Almost three thousand miles separates us from recent events at Virginia Tech, yet the irony is as palpable as the chill in the air.
Within minutes of a fatal shooting on this cursed campus last Thursday, officials sounded a school alarm and inundated students’ cell phones with texted news and updates.
The nature of the event itself was painfully reminiscent: A lone subject approaches a police officer, shoots him and then runs away. For those of us living in the Puget Sound area, it is a reminder of the six police officers slain in a similar unprovoked fashion between October, 2009 and January, 2010.
The comparison between the recent incident in Virginia Tech and our local tragedies now two years distant is an ice cold serving of deja vu. It is not, however, ironic.
The grating voice of irony points out instead that the bloody lessons learned in 2007 turned out to be useless last Thursday. In 2007 a disturbed and marginalized psycho was given a two hour window to pursue a path of bloody carnage through a Virginia Tech campus filled with students wholly unaware of the danger. In the years following this rampage, school and police officials were forced to make several changes to their “active shooter” response, including the addition of campus alarms and an emergency text messaging system.
Public safety professionals are well practiced at learning from mistakes, mostly because critical incidents occur so frequently in a free, populated and chaotic nation such as ours. These provide ample example for what works, both technologically and tactically, as well as what doesn’t work. As events at Virginia Tech in 2007 clearly demonstrated, we make our share of mistakes.
No amount of correction can change the fact that these errors cost lives. Regardless of the usefulness of correcting our errors, the loss of life leaves many of us, police and civilian alike, with a bitter sense of regret. From that poisoned well springs the cruel irony of the two Virginia Tech shootings. If the incidents had happened in reverse order, if Officer Crouse’s killing had instead occurred in 2007, then would the inevitable changes in campus security have prevented a massacre?
This line of thinking is, like the cruel twist of irony’s blade, both pointless and painful.

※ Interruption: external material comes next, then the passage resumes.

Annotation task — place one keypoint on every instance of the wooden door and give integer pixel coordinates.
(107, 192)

It remains a maddening fact that there are still incidents for which we can do little to prepare. Our solutions sometimes appear as the equivalent of a barn door shutting on an already departed horse.
As first responders we pride ourselves in being well prepared and in learning from our mistakes. But the truth is that arbitrary and violent acts are a part of human nature, and no amount preparation can change that fact.